- May 2008
Copyright 2008 by Robert Forsman <raid@thoth.purplefrog.com>
I have a house file server. I am routinely adding hard drives to it as I fill up the others. The main consumer of space is fingerprint-proof backups of my DVD collection. I'd rather not expose the disks to the hazards of handling*, so I rip them to hard drive and the originals go to live on the shelf.
* - You can find articles where people claim that a DVD can be damaged by the bending it endures when being removed from an unreasonably tight DVD case. There are also claims of DVD rot where the reflective layer corrodes, probably due to contaminants from the manufacturing process. I'm hoping to be able to enjoy my purchases long after the original physical media fails.
Since I really don't want to go to the hassle of re-ripping the collection when one of the hard drives fails (and it is a question of "when", not if), I use RAID5. In order to allow my filesystems to grow and move, I use LVM on top of the RAIDs. Recent linux kernels support the ability to grow a RAID5, but my house file server isn't running anything recent.
partitioning | |||||||||||||||||||||||||||||||||||||||||||||||||||||||||||||||||||||||||||
|
In the days of 300G drives, 64g chunks seemed like a good building block. Now that 750Gs are common and 1TB are on the shelf at Fry's, 128G seems a little more plausible. You can still fit 7 of those in a 1TB drive, which seems a little excessive, but reconstructing a 128G slice of a raid already takes a couple of hours, and I don't have a fast enough machine to make me comfortable moving to 256G chunks.
In this scenario there are four RAID5 arrays (/dev/md[3567]), each made of three 64G chunks. There are also two mirrors (/dev/md[01]). These mirrors are physical volumes allocated to the mg20 volume group.

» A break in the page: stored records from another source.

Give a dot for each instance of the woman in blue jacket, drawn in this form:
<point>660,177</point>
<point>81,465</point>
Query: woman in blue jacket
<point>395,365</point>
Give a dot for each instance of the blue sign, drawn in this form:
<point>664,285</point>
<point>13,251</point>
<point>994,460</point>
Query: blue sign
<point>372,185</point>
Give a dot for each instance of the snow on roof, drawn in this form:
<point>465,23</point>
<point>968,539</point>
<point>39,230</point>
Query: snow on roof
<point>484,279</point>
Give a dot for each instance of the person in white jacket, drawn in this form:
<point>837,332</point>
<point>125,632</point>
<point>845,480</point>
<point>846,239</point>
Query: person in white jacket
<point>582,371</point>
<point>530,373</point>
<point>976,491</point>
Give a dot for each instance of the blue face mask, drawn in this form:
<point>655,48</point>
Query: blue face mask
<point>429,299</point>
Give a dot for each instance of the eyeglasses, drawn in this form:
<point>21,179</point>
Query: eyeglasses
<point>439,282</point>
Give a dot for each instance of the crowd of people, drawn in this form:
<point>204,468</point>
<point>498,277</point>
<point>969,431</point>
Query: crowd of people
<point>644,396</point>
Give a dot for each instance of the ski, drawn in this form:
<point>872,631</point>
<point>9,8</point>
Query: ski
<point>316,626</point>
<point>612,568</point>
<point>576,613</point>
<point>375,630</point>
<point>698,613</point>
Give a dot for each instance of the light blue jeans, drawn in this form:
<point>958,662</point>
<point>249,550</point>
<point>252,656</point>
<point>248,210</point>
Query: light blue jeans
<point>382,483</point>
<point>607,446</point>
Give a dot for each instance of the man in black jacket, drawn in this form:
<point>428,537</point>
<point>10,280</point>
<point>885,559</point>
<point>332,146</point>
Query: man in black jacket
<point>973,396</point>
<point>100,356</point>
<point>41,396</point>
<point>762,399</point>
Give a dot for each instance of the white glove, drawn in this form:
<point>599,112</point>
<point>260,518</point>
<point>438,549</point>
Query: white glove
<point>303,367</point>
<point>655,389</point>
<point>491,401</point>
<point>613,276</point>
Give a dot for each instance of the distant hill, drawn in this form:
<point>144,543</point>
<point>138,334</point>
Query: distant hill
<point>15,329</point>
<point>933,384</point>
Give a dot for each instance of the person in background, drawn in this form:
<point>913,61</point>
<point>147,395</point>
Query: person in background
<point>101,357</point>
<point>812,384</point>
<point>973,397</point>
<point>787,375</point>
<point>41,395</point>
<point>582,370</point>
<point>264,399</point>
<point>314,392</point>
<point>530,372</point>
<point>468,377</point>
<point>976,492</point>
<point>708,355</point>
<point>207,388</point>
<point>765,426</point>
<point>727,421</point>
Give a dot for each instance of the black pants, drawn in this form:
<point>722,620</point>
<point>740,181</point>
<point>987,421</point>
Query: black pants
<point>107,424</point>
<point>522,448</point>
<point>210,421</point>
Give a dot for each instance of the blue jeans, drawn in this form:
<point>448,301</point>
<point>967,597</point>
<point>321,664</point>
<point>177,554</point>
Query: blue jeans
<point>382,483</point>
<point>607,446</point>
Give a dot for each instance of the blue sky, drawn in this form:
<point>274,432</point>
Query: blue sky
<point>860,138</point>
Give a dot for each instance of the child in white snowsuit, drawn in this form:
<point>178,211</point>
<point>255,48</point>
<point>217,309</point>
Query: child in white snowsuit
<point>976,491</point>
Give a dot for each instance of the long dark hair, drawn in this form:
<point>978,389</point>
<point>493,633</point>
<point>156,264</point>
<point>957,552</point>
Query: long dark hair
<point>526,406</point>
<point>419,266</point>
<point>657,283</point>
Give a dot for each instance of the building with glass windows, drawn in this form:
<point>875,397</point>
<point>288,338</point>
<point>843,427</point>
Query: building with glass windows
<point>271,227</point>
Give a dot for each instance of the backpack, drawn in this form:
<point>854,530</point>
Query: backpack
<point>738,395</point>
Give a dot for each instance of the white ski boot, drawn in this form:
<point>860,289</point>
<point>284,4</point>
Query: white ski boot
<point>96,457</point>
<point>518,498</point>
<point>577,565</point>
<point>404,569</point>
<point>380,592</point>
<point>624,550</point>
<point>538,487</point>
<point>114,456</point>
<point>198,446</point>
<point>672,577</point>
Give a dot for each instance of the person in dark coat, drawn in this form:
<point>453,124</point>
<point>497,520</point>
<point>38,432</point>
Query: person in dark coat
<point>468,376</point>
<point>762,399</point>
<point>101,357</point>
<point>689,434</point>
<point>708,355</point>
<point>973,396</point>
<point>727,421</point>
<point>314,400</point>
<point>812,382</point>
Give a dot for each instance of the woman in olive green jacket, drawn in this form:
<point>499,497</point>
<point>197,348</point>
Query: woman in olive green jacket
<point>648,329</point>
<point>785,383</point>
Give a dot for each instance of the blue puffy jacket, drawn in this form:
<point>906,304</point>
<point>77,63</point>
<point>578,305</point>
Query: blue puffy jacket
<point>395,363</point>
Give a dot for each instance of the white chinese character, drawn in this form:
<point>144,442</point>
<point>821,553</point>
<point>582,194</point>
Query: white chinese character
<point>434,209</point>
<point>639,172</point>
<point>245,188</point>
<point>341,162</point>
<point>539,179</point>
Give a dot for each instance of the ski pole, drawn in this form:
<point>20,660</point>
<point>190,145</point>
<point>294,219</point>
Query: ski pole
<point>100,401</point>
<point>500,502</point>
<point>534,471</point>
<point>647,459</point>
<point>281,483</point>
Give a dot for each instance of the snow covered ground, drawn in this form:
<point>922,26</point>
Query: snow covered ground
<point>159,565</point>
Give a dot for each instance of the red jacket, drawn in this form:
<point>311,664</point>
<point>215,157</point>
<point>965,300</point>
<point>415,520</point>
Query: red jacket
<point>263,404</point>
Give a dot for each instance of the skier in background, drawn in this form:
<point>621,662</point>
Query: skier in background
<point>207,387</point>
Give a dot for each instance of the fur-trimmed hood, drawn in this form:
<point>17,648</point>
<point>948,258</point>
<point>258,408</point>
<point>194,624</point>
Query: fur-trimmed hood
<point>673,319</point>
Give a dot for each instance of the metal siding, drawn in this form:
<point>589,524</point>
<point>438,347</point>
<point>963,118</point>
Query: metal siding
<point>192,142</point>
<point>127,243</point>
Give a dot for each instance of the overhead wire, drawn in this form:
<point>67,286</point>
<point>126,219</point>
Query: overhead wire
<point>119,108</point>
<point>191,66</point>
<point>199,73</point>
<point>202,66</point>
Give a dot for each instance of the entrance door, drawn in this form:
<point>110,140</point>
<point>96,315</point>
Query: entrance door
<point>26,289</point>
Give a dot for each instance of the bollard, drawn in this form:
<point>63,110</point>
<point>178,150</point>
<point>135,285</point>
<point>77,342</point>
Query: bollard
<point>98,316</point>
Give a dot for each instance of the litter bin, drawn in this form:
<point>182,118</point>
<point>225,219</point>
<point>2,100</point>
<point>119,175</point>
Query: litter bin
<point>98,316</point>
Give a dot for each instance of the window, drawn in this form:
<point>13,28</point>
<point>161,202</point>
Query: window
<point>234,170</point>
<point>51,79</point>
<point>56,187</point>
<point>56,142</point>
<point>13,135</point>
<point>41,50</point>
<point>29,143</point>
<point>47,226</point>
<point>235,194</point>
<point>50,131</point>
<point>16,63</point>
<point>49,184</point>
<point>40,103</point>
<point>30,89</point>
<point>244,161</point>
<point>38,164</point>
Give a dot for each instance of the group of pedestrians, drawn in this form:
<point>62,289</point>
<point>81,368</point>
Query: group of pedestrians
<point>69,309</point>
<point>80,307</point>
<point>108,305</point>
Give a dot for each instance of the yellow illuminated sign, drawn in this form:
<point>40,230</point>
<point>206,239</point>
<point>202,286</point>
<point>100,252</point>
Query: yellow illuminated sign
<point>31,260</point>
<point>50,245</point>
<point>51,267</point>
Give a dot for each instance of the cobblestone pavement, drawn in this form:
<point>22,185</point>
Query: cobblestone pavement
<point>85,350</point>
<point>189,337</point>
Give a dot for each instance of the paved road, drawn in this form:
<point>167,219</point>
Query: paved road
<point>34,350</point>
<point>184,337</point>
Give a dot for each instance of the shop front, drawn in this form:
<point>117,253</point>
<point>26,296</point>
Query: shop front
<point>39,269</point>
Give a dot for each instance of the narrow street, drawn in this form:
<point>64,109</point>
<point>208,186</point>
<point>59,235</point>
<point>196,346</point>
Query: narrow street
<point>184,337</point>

allocation | |||||||||||||||||||||||||||||||||||||||||||||||||||||||
|
For educational purposes, this is how you could replicate this setup:
mdadm --create -l 1 -n 3 /dev/md0 /dev/sdb9 /dev/sdc9 missing mdadm --create -l 1 -n 3 /dev/md1 /dev/sdb10 /dev/sdc10 missing mdadm --create -l 5 -n 3 /dev/md3 /dev/sd[abc]5 mdadm --create -l 5 -n 3 /dev/md5 /dev/sd[abc]6 mdadm --create -l 5 -n 3 /dev/md6 /dev/sd[abc]7 mdadm --create -l 5 -n 3 /dev/md7 /dev/sd[abc]8 vi /etc/mdadm.conf pvcreate /dev/md[013567] /dev/sda9 /dev/sdb11 /dev/sdc11 /dev/sdc12 vgcreate mg20 /dev/md[013567] vgcreate vg20 /dev/sda9 /dev/sdb11 /dev/sdc11 /dev/sdc12 |
I use mirrors for data that I really don't want to lose (mail archives, CVS repository). I use RAID5 for stuff that it would be inconvenient to lose (DVD backups). Even mirrors will not protect your data from an errant rm -rf, or software error. Make backups to another machine. If that machine can be in another state, even better. The mg20 volume group is all-RAID. Any volume created in that VG will be resistant to hardware failure.
The vg20 volume group has no RAID components. If one of the drives dies, any logical volume with extents on the failed drive will be destroyed. I use vg20 for backups of other computers in the house. If a drive fails, the other computer is probably still fine.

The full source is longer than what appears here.